Remap#

Overview#

The Remap operator applies a generic geometric transformation to an image using a warp map. For each pixel in the output image, the warp map provides a float coordinate \(\text{warpMap}[i][j] = \{inX, inY\}\) that indicates where to sample from the input image.

Typical use cases include lens distortion correction, border extension, and conversion between different projections. See the images below, the left one is the input image, and the right one is the output of Remap operator with a custom warp map that applies a 15-degree rotation effect.

Figure 1: Sample input image (left) and its remapped image (right) with rotation effect

Algorithm Description#

The operator divides the output image into tiles of size 64x30 (TILE_W x TILE_H). The tile size can be adjusted based on customer’s requirement, 64x30 here is convenient for 1920x1080 sample resolutions.

The transformation is applied as follows (assuming the image uses HW layout):

\[\text{output}[i][j] = \text{input}[\text{warpMap}[i][j][1]][\text{warpMap}[i][j][0]]\]

where \(\text{warpMap}[i][j] = \{inX, inY\}\).

The coordinates from the warp map are used to sample the input image using the selected interpolation method. The operator supports both nearest neighbor and bilinear interpolation.

Interpolation Rules#

The Remap operator supports two interpolation methods:

Nearest Neighbor Interpolation: When using nearest neighbor interpolation, the output pixel is computed by rounding the float coordinate to the nearest integer:

\[\text{output}[i][j] = \text{input}[\text{round}(\text{inY})][\text{round}(\text{inX})]\]

where \(\text{round}(x) = \text{floor}(x + 0.5)\).
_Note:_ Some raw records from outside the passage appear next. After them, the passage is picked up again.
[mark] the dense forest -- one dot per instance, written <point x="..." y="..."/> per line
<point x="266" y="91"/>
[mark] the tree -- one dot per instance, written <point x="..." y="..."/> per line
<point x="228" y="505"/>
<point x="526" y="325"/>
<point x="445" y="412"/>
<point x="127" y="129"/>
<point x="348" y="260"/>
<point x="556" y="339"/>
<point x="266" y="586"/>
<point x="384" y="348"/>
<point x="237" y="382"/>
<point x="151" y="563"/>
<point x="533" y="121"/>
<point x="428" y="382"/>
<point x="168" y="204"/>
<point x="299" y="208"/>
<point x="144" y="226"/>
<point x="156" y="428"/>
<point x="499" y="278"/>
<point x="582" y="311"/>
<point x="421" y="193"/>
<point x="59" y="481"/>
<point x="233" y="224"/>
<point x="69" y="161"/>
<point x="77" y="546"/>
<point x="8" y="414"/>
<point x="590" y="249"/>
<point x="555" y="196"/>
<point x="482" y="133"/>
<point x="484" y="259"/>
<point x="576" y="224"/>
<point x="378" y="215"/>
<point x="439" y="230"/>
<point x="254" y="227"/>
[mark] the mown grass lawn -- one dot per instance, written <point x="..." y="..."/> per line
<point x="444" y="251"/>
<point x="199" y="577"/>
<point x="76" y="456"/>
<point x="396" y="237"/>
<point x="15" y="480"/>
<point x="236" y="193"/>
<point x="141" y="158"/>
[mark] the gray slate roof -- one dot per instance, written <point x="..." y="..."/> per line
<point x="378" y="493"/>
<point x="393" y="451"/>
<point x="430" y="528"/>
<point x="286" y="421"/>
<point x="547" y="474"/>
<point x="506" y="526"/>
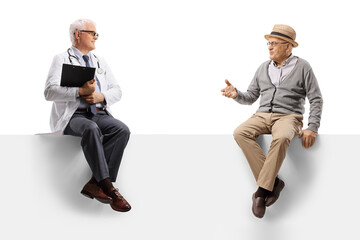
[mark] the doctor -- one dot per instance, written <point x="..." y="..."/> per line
<point x="84" y="112"/>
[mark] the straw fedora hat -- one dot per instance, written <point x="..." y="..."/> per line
<point x="284" y="32"/>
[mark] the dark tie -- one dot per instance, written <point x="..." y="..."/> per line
<point x="92" y="106"/>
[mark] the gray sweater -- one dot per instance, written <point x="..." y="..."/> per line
<point x="289" y="96"/>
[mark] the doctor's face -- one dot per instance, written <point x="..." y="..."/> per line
<point x="86" y="39"/>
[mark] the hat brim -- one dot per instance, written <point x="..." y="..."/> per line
<point x="295" y="44"/>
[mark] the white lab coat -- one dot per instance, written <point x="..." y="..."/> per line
<point x="64" y="98"/>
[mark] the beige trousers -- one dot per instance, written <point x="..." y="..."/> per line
<point x="283" y="127"/>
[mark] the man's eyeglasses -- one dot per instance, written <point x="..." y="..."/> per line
<point x="274" y="44"/>
<point x="92" y="33"/>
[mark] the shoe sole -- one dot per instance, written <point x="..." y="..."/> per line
<point x="120" y="210"/>
<point x="102" y="200"/>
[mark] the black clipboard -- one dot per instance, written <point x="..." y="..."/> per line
<point x="76" y="76"/>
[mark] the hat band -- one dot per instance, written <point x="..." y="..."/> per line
<point x="280" y="34"/>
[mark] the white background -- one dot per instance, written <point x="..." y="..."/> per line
<point x="171" y="59"/>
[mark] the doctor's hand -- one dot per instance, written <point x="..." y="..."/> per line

Bilinear Interpolation: When using bilinear interpolation, the output pixel is computed by bilinearly interpolating the four neighboring input pixels surrounding the float coordinate:

\[\text{output}[i][j] = \text{top} + (\text{bottom} - \text{top}) \times \text{fracY}\]

where:

  • \(\text{top} = \text{topLeft} + (\text{topRight} - \text{topLeft}) \times \text{fracX}\)

  • \(\text{bottom} = \text{bottomLeft} + (\text{bottomRight} - \text{bottomLeft}) \times \text{fracX}\)

The four neighboring input pixels are:

  • \(\text{topLeft} = \text{input}[\text{floor}(\text{inY})][\text{floor}(\text{inX})]\)

  • \(\text{topRight} = \text{input}[\text{floor}(\text{inY})][\text{ceil}(\text{inX})]\)

  • \(\text{bottomLeft} = \text{input}[\text{ceil}(\text{inY})][\text{floor}(\text{inX})]\)

  • \(\text{bottomRight} = \text{input}[\text{ceil}(\text{inY})][\text{ceil}(\text{inX})]\)

The interpolation weights \(\text{fracX}\) and \(\text{fracY}\) are determined by the fractional part of \(\text{inX}\) and \(\text{inY}\).

Constraints on WarpMap#

The warp map must satisfy specific constraints to ensure efficient processing on PVA. The operator processes images in a regular fixed-size raster scan tile sequence across the output image. For each output tile, the size of the required input tile is defined by the minimal and maximal X and Y coordinates of the warp map within that tile. The entire input tile is brought into VMEM at once and is double buffered for efficient pipelining. The space for one input tile in VMEM is limited to 32KB (MAX_TABLE_SIZE = 32KB). Therefore, the warp map contents must meet the following constraint for each tile:

\[(\text{maxX} - \text{minX} + 1) \times (\text{maxY} - \text{minY} + 1) \times \text{BytesPerPixel} \leq 32\text{KB}\]

The pvaRemapValidate function can be used to check whether the warp map satisfies the above constraint. It will return error if any input tile exceeds 32KB, ensuring that the operator can process the image without running out of memory.

Implementation Details#

The remap operator is implemented in five steps in a pipelined manner:

  1. Transfer warpMap: DMA transfers the warpMap tile from DRAM to VMEM.

  2. Compute Tile Information: VPU computes the input tile size by analyzing the minimal and maximal coordinates within the warpMap tile. This determines the bounding box of required input pixels.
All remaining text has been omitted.